If X Y = Y X then exp of X times exp of Y equals exp of (X plus Y).
exp X is invertible, with inverse exp of minus X.
Properties of the matrix exponential
In the last video, we introduced the exponential of a matrix, exp(X) = sum from n = 0 to infinity of 1 over n factorial times X to the n. In this video, we'll prove some nice properties of exp.
Proof of the lemma
To prove 2, we write the definition exp(t X) = sum from n = 0 to infinity of 1 over n factorial times t to the n times X to the n and then differentiate term-by-term (allowed by part 1 of the Lemma). This gives: d by d t exp(t X) = sum from n = 0 to infinity one over n factorial n t to the n minus 1 times X to the n. The n = 0 term vanishes and the n over n factorial gives one over n minus 1 factorial, so (pulling out a common factor of X) this equals X times sum from n = 1 to infinity of t to the n minus 1 over n minus 1 factorial times X to the n minus 1. Now relabelling m = n minus 1 this becomes X times sum from m = 0 to infinity t to the m over m factorial times X to the m, which equals X exp(t X) as required.

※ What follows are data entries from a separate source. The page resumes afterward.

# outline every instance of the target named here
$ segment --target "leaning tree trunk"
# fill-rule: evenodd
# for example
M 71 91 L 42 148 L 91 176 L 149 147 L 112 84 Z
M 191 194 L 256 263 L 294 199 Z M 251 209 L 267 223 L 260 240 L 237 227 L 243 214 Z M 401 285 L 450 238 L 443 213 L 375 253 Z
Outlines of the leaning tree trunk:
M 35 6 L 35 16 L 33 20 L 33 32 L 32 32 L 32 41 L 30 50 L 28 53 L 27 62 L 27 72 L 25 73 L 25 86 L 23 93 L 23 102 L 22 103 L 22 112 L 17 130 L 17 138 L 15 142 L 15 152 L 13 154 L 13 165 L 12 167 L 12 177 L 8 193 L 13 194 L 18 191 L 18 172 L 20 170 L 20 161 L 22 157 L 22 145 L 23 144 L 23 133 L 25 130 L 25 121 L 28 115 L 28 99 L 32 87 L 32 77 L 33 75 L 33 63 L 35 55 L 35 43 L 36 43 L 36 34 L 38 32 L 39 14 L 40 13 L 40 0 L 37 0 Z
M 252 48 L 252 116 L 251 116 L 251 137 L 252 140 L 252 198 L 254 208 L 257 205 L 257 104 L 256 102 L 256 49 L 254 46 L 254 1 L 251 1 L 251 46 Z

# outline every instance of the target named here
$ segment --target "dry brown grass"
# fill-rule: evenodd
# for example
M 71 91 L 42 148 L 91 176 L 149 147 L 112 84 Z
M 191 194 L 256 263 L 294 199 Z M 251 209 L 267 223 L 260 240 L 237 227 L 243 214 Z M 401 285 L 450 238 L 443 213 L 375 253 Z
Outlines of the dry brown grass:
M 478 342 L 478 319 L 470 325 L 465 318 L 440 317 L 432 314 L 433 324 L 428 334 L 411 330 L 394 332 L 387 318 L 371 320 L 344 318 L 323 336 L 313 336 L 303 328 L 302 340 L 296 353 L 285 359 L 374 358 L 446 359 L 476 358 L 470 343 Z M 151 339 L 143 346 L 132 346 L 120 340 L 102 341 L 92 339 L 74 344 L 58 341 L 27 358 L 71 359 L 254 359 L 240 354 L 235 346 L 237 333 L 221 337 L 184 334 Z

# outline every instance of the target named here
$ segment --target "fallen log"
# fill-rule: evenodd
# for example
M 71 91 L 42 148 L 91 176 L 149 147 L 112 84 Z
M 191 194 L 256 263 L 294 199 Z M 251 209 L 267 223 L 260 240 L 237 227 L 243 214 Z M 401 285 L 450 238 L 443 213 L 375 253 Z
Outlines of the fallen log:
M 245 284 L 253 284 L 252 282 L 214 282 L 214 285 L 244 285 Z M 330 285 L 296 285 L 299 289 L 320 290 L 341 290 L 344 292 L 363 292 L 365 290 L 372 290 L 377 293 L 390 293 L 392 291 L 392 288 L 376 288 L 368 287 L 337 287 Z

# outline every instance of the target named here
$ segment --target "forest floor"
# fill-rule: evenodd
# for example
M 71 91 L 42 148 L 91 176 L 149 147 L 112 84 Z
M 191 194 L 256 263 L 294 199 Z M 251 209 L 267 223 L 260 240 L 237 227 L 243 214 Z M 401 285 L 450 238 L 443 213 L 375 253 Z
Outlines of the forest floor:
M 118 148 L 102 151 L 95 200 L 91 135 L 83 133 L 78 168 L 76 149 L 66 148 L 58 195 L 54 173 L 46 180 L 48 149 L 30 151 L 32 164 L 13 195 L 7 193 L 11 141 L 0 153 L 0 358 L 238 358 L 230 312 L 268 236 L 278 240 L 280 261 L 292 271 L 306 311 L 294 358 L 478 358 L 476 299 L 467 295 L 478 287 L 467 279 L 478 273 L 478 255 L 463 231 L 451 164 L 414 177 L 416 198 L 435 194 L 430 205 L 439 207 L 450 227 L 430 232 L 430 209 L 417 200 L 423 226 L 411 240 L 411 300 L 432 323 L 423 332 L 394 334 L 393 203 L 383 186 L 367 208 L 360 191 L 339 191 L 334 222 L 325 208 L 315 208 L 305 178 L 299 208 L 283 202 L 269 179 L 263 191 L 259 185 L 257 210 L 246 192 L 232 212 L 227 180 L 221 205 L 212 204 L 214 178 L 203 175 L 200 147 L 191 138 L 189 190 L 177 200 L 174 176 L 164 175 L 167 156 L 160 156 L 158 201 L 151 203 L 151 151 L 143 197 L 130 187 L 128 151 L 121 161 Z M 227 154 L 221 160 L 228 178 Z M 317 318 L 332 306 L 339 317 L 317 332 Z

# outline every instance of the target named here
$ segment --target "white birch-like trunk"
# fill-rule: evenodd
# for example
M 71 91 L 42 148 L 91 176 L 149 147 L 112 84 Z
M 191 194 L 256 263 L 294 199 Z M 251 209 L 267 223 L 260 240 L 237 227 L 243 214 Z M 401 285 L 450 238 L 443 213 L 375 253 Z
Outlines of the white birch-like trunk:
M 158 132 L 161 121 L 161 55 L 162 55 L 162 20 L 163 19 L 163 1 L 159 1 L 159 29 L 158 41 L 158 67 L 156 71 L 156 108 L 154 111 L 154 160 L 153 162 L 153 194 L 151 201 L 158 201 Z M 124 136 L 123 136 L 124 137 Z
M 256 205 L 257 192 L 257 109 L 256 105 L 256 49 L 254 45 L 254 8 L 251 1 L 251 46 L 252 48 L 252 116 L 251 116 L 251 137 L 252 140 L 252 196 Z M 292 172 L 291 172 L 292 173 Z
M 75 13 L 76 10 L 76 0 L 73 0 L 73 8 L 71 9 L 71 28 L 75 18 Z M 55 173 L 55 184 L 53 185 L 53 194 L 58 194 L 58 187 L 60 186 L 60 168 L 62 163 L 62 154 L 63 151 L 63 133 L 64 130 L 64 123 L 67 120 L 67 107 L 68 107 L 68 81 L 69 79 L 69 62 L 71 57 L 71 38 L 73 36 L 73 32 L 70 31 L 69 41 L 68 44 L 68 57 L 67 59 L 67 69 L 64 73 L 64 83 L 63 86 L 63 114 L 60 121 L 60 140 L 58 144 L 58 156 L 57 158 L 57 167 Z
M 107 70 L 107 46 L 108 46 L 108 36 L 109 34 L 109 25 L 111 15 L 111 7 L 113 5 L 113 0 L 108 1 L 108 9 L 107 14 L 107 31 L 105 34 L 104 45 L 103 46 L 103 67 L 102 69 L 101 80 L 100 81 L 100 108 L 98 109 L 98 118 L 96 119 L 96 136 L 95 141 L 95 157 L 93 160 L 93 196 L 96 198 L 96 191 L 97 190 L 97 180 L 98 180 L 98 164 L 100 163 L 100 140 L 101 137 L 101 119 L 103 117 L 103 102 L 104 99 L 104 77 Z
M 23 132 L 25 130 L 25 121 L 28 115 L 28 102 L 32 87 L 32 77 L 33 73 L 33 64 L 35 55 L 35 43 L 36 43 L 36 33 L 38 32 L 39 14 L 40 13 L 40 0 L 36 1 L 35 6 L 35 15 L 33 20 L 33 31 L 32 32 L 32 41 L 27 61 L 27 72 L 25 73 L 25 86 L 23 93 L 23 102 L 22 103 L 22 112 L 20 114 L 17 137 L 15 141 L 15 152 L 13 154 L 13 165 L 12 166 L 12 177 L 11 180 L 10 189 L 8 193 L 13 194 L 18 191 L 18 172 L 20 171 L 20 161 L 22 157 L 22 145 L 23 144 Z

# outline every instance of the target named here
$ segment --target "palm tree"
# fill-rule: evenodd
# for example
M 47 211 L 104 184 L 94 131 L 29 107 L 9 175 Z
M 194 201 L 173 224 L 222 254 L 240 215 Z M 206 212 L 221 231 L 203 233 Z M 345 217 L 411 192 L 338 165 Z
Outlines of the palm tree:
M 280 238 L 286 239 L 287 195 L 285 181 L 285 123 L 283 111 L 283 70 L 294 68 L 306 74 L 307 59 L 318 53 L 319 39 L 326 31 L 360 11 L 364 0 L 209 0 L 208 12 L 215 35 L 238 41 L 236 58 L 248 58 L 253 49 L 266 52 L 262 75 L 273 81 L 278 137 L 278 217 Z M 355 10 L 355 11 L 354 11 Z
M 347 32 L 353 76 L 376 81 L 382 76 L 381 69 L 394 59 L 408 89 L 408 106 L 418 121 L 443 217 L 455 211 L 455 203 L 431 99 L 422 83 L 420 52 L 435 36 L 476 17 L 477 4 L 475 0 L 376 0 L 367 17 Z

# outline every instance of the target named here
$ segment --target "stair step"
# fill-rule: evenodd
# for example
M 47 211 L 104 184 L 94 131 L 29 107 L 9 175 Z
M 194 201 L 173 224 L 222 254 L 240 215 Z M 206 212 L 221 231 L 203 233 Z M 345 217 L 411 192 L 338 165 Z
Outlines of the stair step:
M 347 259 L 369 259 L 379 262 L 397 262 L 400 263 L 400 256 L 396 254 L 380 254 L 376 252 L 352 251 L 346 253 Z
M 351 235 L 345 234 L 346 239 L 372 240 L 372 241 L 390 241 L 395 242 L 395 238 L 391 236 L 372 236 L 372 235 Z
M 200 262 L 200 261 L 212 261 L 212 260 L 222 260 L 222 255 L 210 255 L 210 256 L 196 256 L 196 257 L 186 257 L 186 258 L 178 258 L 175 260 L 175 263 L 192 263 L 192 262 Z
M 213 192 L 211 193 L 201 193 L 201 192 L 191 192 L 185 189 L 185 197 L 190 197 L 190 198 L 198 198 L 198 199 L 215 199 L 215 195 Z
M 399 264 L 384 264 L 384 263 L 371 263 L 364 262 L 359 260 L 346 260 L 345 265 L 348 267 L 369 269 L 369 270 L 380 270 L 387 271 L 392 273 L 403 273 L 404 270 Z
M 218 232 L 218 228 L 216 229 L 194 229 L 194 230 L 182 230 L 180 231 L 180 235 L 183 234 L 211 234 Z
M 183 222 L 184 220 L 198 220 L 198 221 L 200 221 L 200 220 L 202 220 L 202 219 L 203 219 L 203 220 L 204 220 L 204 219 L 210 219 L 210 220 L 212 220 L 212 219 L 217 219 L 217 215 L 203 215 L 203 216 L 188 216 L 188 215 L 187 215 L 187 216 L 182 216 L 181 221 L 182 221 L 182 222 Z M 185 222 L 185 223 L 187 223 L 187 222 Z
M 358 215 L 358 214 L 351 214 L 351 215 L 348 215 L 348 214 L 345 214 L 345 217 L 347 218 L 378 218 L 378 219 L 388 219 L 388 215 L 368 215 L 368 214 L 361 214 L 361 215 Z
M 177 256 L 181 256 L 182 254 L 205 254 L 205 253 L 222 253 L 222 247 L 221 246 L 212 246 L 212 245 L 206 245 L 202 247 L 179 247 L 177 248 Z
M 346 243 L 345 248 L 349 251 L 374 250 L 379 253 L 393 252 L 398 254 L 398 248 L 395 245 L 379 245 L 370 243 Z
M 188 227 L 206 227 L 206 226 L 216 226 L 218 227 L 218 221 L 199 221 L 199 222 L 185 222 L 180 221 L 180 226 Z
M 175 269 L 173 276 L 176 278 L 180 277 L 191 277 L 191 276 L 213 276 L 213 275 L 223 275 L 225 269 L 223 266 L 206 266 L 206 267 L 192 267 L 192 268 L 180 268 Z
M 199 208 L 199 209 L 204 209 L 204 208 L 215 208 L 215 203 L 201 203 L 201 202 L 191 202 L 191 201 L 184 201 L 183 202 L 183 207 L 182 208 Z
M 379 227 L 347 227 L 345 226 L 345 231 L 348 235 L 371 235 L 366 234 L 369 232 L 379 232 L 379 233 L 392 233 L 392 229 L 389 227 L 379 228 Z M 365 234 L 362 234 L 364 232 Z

Let's just illustrate this with an example: take X equals the matrix 0, -1, 1, 0; then by the calculation from the last video, we get: d by dt of exp t times the matrix 0, -1, 1, 0 equals d by dt of the matrix cos t, minus sine t, sine t, cos t, which equals the matrix minus sine t, minus cos t, cos t, minus sin t and this should be equal to X exp t X, which is the matrix 0, -1, 1, 0 times the matrix cos t, minus sine t, sine t, cos t, which equals the matrix minus sine t, minus cos t, cos t, minus sine t as expected.
(4) follows from (3) by taking Y equals minus X: since X commutes with -X, we get exp X times exp (minus X) equals exp of X minus X equals exp of 0, which equals the identity.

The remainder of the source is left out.